Saturday, February 13, 2021

Literature and national consciousness

On 'Martyred Intellectuals Day 2020' in The Daily Star, Dhaka, Bangladesh.

"Professor Jyotirmoy Guhathakurta was a Bangladeshi educator and humanist. In 1971, he was a Reader at the University of Dhaka, as well as provost of Jagannath Hall. On the black night of March 25, 1971, Pakistani military officers broke into his flat and shot Professor Jyotirmoy Guhathakurta in cold blood after cordoning off the entire Dhaka University campus with tanks, mortars and armed vehicles. The wounded intellectual died of his injuries on March 30, 1971. This article was originally published in 1962 in 'Matters of Moment' and was later reprinted in 'Jyotirmoy Guhathakurta Sharokgrantha'."

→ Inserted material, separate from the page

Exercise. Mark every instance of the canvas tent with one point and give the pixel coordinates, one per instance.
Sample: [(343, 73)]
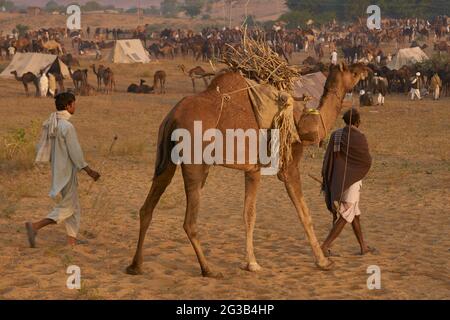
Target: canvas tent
[(311, 85), (129, 51), (406, 57), (34, 63)]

"Starting about a century earlier, thanks to their acceptance of western rationalistic tradition, the men of the Bengali Renaissance found time enough to lay an effective philosophical foundation for the Hindu national movement. In the case of the Muslim national movement, the task remained unfinished. Not that such a task can ever be really finished. What I want to say is that our intellectual preparation for a modern Muslim state was rather inadequate. We were racing against time and wishfully thought that deficiency in critical thought could be made up by an overbalance of action. But we are, on the whole, on the right track. We know that we are weak but not weak enough to be infected by the "terrible frenzy" of the Arab world which has yet to find a crystallisation of its national aspirations in an organised political society."